Дрезден не сдавался Дауну, а Салтыкова обуревало нетерпение. 26 августа через австрийского генерала Карамелли он возобновил переговоры о совместной диверсии на Берлин, заявив при этом, что, если союзники не пожелают помочь ему, он отойдет к Губену. Однако после получения из Петербурга инструкций прикрывать осаду Дрездена он перешел в Либерозе и занял позицию на правом фланге Гадика, имея у себя в арьергарде Лаудона и оказавшись таким образом словно под надзором австрийцев. Салтыков оставался там до 16 сентября в полном бездействии.

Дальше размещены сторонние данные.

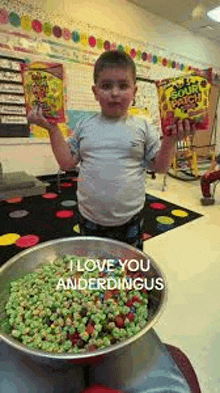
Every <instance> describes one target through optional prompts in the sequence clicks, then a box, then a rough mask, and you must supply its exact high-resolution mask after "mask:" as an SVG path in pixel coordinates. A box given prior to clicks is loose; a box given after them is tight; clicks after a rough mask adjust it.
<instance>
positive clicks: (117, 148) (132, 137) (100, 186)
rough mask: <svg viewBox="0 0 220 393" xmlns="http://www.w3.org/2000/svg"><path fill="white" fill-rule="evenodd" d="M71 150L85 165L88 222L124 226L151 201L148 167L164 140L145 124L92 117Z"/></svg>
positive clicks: (126, 118) (129, 117)
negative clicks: (146, 188)
mask: <svg viewBox="0 0 220 393" xmlns="http://www.w3.org/2000/svg"><path fill="white" fill-rule="evenodd" d="M74 131H75V132H76V134H77V138H78V140H77V138H76V137H74V136H70V137H69V138H68V141H67V142H68V145H69V147H70V149H71V152H72V153H73V154H74V155H77V156H78V158H79V160H80V174H79V176H80V177H82V178H83V181H82V182H79V183H78V190H77V197H78V206H79V210H80V212H81V214H82V216H83V217H85V218H87V219H88V220H90V221H92V222H95V223H97V224H99V225H103V226H115V225H123V224H125V223H126V222H128V221H129V220H130V219H131V218H132V217H133V216H134V215H135V214H137V213H138V212H139V211H140V210H141V209H142V208H143V206H144V202H145V167H146V166H147V164H148V163H149V162H150V161H151V160H152V159H153V158H154V157H155V155H156V153H157V151H158V150H159V148H160V137H159V134H158V132H157V131H156V130H155V129H154V127H153V126H152V125H151V124H150V123H149V122H148V121H147V120H146V119H145V118H141V117H136V116H127V117H126V118H120V119H111V120H109V119H106V118H105V117H104V116H102V115H101V114H96V115H92V116H91V117H89V118H86V119H84V120H82V121H81V122H79V123H78V124H77V127H76V130H74Z"/></svg>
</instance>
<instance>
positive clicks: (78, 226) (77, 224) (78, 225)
mask: <svg viewBox="0 0 220 393" xmlns="http://www.w3.org/2000/svg"><path fill="white" fill-rule="evenodd" d="M73 230H74V231H75V232H76V233H80V228H79V224H76V225H74V227H73Z"/></svg>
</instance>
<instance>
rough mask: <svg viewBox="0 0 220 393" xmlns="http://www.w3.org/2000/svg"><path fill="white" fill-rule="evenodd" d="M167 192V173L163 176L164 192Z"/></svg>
mask: <svg viewBox="0 0 220 393" xmlns="http://www.w3.org/2000/svg"><path fill="white" fill-rule="evenodd" d="M166 190H167V173H165V175H164V176H163V185H162V191H166Z"/></svg>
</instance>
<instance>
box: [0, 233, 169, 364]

Из его письма к канцлеру Воронцову видно, насколько тяжела была ему такая трата времени и как он раздражался на своих требовательных, но столь мало предприимчивых союзников:

«Окончание войны, мир или как изволите только конец были в наших руках: король прусский так разбит и разгромлен был, что не более 30 тысяч имел человек и около двадцати пушек в такой робости, коя всем известна; фамилия побежала в Магдебург, Берлин ждал себе гостей, нас или австрийцев. Господин Даун все то пропустил, в чем же, в пустых прожектах, пересылках, намерениях, в рассылках разных корпусов; что из того вышло? Все упустил из рук, стыда довольно получил, наконец и все потеряет; с такой великой армией, свежей довольно, не мог ни малого дела сделать, ниже на готовое; уже лучше этого случая не могло быть как мы ему дарили, разбив, разоря короля, подчивали, он ничего не сделал; вот я теперь две недели праздно стою, терпим нужду, не смею прогневить свою государыню, уже принужден отселе выступить; ежели еще стоять, то лошадей поморим, а нам разве придется пешим идти и провиант на себе везти, да и того нет; я, не надеясь на их обещание, велел свой изготовить; ежели все так манить будет, то пойду к своим магазинам. Милостивый государь, этаких храбрых людей право жаль терять напрасно, такой уже армии заводить трудно; дай Боже им здравия, еще есть к чему прибавить, хотя рекрут, между стариками такие же будут. А от союзников нам добра ждать нечего, хотят, чтоб все мы делали, а они бы были целы, во всю кампанию еще неприятеля не видали…» [217]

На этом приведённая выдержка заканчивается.